Enhanced 3D neuron imaging could diagnose brain disease

Posted: 13 September 2018 | | No comments yet

Researchers have combined an open source software programme and commercially available hardware to image neuron activity at high resolution…


Researchers have combined commercially available hardware and open-source software, called PySight to improve rapid 2D and 3D brain imaging. 

They integrated the fastest 3D imaging solution with advances in microscopy aiding scientists to understand brain dynamics better and helping to discover new treatments.

The researchers describe PySight, a programme serving as an add-on for laser scanning microscopes.
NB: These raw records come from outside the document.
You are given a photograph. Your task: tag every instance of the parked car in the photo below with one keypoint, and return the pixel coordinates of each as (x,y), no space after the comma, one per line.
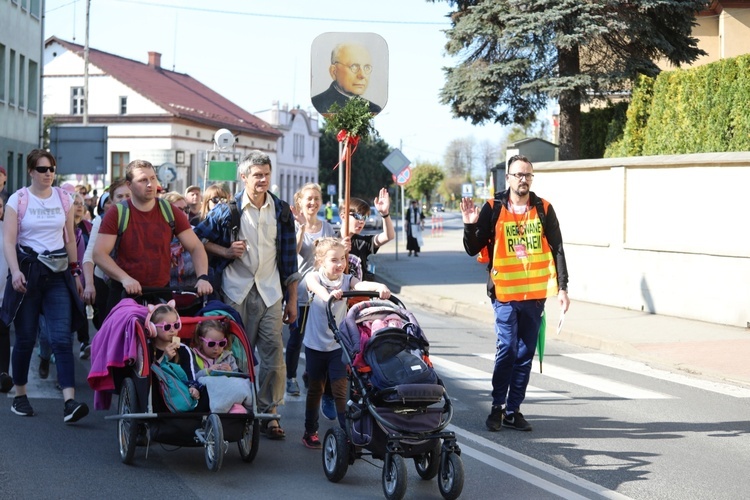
(374,220)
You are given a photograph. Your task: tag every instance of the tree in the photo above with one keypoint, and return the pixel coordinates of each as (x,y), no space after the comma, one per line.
(424,179)
(518,54)
(368,173)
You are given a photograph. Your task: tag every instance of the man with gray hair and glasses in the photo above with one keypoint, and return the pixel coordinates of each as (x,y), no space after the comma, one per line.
(259,272)
(521,235)
(351,67)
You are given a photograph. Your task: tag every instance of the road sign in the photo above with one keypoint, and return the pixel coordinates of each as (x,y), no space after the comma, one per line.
(396,162)
(403,177)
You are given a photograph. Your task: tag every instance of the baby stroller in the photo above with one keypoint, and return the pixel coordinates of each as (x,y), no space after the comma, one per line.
(394,411)
(143,417)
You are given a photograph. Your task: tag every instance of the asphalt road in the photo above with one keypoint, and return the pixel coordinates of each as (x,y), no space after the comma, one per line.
(604,427)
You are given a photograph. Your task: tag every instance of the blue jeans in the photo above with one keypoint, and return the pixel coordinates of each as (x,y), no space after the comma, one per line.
(517,329)
(294,343)
(52,299)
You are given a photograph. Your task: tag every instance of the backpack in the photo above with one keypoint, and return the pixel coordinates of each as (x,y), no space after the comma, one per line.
(123,217)
(173,386)
(23,203)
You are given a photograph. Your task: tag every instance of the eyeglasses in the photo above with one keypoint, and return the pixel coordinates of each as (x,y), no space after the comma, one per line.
(519,176)
(356,68)
(169,326)
(214,343)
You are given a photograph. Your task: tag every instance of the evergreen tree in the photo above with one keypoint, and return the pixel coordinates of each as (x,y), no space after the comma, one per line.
(516,55)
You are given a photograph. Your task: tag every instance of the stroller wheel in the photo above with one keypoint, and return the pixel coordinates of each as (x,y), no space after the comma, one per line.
(127,429)
(394,477)
(427,464)
(335,454)
(451,476)
(250,440)
(214,444)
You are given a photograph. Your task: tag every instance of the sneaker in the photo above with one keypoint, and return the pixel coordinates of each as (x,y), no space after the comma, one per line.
(74,411)
(21,406)
(328,407)
(516,421)
(292,387)
(43,368)
(312,441)
(495,421)
(6,382)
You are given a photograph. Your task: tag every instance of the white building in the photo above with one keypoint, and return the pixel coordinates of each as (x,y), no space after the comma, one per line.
(298,148)
(151,113)
(21,29)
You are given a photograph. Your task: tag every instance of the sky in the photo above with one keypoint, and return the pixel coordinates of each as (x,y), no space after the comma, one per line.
(257,52)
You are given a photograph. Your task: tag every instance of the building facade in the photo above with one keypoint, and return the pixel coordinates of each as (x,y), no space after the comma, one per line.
(21,38)
(298,148)
(151,113)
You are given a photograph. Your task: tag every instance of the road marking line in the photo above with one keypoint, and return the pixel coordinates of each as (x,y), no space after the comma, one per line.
(643,369)
(483,380)
(527,476)
(600,384)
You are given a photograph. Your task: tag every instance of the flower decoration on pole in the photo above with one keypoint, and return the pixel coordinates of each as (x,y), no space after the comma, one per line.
(354,122)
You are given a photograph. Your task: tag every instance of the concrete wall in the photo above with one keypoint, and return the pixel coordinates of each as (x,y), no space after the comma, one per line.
(663,234)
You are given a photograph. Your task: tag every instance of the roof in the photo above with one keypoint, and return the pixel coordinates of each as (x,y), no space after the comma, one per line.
(177,93)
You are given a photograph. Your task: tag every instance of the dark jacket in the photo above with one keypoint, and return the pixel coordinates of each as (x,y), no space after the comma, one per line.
(324,100)
(480,235)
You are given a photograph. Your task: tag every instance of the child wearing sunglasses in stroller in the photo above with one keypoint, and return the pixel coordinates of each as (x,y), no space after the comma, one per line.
(216,368)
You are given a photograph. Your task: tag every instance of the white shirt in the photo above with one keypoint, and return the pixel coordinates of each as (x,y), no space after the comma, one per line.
(42,224)
(257,266)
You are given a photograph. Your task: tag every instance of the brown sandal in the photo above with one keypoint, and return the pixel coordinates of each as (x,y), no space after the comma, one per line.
(273,431)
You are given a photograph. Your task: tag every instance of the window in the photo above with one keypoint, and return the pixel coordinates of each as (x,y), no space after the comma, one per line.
(33,96)
(76,100)
(119,162)
(21,81)
(299,145)
(12,76)
(2,72)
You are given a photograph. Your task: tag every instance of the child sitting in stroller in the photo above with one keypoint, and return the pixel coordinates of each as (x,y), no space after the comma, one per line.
(215,367)
(322,352)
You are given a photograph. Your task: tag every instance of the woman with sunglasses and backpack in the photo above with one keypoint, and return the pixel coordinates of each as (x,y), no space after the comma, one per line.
(44,279)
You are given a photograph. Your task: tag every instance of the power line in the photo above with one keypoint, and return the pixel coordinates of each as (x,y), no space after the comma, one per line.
(279,16)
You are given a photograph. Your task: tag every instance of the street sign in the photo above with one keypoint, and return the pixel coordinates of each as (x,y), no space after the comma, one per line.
(403,177)
(396,162)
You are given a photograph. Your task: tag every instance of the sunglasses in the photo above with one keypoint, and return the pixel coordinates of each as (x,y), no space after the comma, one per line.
(169,326)
(213,343)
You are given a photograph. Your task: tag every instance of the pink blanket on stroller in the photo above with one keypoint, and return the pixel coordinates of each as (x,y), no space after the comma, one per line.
(114,346)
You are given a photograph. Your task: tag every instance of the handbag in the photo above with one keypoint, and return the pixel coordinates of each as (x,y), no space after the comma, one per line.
(56,261)
(173,385)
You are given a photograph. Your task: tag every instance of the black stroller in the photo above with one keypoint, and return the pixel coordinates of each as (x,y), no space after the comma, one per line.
(394,411)
(143,417)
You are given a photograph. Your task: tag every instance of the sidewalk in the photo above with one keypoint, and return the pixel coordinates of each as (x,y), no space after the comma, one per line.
(443,277)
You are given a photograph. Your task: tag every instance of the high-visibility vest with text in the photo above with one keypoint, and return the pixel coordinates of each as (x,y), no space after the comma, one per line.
(522,263)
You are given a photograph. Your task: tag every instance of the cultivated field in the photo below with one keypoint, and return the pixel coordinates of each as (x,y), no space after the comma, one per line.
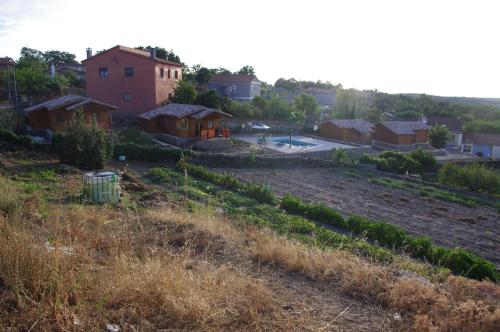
(447,223)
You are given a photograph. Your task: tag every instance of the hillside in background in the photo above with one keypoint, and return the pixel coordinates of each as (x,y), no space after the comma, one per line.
(471,101)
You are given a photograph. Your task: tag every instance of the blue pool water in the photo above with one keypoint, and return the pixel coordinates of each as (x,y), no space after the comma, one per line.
(294,142)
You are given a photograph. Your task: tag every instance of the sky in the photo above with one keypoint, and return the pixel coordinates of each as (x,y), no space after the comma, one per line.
(440,47)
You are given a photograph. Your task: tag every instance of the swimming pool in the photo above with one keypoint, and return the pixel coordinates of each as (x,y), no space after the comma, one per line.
(300,143)
(294,142)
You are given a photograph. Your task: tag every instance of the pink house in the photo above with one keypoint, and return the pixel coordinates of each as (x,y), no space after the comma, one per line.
(135,81)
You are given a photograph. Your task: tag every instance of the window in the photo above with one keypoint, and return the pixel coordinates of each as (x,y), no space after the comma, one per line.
(60,118)
(129,71)
(103,72)
(182,124)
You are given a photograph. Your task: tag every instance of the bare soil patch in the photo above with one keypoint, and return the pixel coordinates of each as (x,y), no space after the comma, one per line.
(448,224)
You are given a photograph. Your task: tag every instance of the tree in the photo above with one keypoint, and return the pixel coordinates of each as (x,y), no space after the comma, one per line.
(246,70)
(31,53)
(203,75)
(210,98)
(82,144)
(184,93)
(162,53)
(222,71)
(58,58)
(31,77)
(438,136)
(306,104)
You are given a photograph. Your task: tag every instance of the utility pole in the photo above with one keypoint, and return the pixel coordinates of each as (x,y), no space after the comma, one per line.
(8,82)
(15,85)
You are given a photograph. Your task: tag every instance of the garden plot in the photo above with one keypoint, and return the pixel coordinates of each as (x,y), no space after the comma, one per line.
(448,224)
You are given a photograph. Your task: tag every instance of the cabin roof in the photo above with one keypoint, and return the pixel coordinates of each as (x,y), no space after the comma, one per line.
(70,102)
(405,127)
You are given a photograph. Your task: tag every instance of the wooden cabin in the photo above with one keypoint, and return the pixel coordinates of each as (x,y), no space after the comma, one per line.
(350,130)
(183,120)
(55,114)
(401,132)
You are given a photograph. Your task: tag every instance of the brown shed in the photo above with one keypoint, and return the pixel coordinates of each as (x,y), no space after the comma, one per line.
(55,113)
(183,120)
(401,132)
(350,130)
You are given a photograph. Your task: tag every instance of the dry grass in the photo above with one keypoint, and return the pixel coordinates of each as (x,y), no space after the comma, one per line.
(459,304)
(106,266)
(164,268)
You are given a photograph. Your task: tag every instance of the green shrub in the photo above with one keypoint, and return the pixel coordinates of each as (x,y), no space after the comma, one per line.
(159,174)
(82,145)
(367,159)
(318,212)
(416,162)
(474,177)
(425,159)
(262,194)
(149,153)
(459,261)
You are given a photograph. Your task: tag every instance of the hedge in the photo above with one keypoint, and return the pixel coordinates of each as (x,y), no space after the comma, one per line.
(416,162)
(474,177)
(9,140)
(459,261)
(149,153)
(262,194)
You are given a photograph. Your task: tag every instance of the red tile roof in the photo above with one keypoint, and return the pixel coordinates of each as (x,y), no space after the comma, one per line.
(482,138)
(135,51)
(233,78)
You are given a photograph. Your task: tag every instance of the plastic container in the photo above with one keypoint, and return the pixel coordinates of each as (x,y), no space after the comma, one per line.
(102,187)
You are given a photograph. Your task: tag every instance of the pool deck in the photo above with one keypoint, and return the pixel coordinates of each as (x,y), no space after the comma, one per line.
(321,145)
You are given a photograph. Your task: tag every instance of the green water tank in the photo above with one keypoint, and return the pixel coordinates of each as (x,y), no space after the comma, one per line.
(102,187)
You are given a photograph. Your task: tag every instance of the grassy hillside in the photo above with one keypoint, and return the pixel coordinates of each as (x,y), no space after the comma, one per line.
(167,258)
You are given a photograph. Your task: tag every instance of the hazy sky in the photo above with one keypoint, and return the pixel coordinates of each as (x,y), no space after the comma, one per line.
(436,47)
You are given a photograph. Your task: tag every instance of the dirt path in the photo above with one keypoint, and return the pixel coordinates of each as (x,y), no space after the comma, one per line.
(307,305)
(448,224)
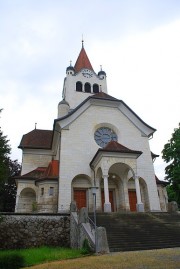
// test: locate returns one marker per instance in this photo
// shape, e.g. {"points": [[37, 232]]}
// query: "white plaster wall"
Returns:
{"points": [[73, 97], [78, 148], [163, 197]]}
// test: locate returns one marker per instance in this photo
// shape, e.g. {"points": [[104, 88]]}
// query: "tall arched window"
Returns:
{"points": [[95, 88], [78, 86], [87, 87]]}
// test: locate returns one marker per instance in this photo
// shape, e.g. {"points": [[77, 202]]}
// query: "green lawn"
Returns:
{"points": [[148, 259], [26, 257]]}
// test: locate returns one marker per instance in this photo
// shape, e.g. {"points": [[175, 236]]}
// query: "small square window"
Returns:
{"points": [[51, 191]]}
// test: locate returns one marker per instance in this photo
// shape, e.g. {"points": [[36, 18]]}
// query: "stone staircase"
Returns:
{"points": [[140, 231]]}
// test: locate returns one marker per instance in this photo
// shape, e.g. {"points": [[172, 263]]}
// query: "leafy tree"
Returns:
{"points": [[8, 169], [171, 155]]}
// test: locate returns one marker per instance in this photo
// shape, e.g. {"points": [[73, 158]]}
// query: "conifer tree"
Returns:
{"points": [[171, 155]]}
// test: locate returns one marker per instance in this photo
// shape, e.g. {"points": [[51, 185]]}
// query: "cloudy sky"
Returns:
{"points": [[136, 41]]}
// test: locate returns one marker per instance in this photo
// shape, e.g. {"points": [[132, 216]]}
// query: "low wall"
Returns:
{"points": [[25, 230]]}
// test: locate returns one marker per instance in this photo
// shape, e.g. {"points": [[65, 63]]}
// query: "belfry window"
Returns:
{"points": [[95, 88], [78, 86], [87, 87]]}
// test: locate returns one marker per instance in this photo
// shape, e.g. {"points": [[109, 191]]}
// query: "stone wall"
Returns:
{"points": [[25, 230]]}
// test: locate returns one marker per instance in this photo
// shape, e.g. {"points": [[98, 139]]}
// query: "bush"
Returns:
{"points": [[11, 261], [86, 249]]}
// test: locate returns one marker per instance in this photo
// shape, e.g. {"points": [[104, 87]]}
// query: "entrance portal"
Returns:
{"points": [[132, 200], [80, 198], [111, 199]]}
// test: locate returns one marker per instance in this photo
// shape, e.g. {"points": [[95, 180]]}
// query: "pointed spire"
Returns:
{"points": [[82, 42], [82, 60]]}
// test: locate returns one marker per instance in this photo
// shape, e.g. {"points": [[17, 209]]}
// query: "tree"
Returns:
{"points": [[8, 169], [171, 155]]}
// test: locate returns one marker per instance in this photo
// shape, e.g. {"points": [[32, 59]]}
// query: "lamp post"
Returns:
{"points": [[94, 189]]}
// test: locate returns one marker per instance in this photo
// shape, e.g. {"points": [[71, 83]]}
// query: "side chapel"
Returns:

Utilising both software and hardware, the scientists improved the quality of 2D and 3D imaging of neuronal activity.

Multiphoton microscopy is a laser-based technique that can image deep into tissue and is often used to study the rapid activity patterns of neurons, blood vessels and other cells at high resolution over time. This microscopic method uses laser pulses to excite fluorescent probes, eliciting the emission of photons, some of which are detected and used to form 2D and 3D images.

As scientists try to capture the full breadth of neuronal activity, imaging has become quicker and quicker. As the time between images lessened, the scientists had to identify how to get meaningful images under the dim conditions of taking an image shorter exposure times.

“To tackle this challenge, microscopists have used a detector-readout method called photon counting,” said research team leader Dr Pablo Blinder. “However, because its implementation required extensive electronics knowledge and custom components, photon counting has never been widely adopted. In addition, commercially available photon counting solutions were ill-suited to perform very fast imaging such as required for 3D imaging. PySight’s easy installation procedure and its integration with state-of-the-art hardware eliminate such concerns.”

The improved sensitivity of this technique could facilitate rapid intraoperative identification of malignant cells in human patients, and could also improve performance of light detection and ranging, or LIDAR.

The researchers look to improve the PySight software, and look to add support for other microscopy imaging methods such as fluorescence lifetime imaging.

The study was published in The Optical Society’s journal Optica.